Stocks sold off in early February but bounced back a short time later. Then, late last week equities fell on fears of a trade war after President Donald Trump said the U.S. will impose tariffs on steel and aluminum.
On Monday, the Dow Jones industrial average closed more than 300 points higher as those fears faded.
Steven Wieting, global chief investment strategist at Citi Private Bank, also thinks the bull market makes it to 10 years.
"The world economy is most likely to be stronger in the next 12 months than the last 12 months. That should be the predominant issue for markets," he told "Power Lunch."
"However, you do have to consider a risk scenario where you have a round of tariffs and retribution around the world and it gets worse and worse and worse," Wieting added.

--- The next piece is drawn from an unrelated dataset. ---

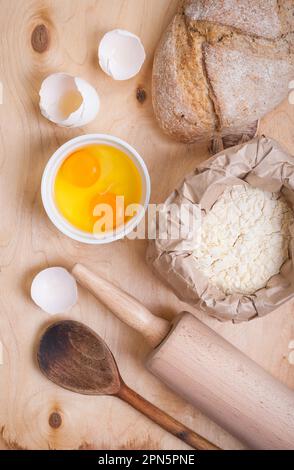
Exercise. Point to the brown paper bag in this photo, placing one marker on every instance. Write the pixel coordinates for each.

According to Paulsen, the bull market right now has both old and young characteristics.
Profit margins close to maximum levels, an unemployment rate around 4 percent and high optimism are all signs of an aging bull market, he said.
"Typically when confidence gets to levels we've finally gotten to just in the last year, you're getting close to the end of the economic recovery and the bull market," Paulsen noted.
However, there are other things that still make the recovery look "young."
"We haven't had a major lending or borrowing cycle. We haven't had a major capital spending cycle, major housing cycle," said Paulsen. "There are some things that can still happen now that firms have a mighty increase in profitably that could continue to keep this recovery and the bull market alive."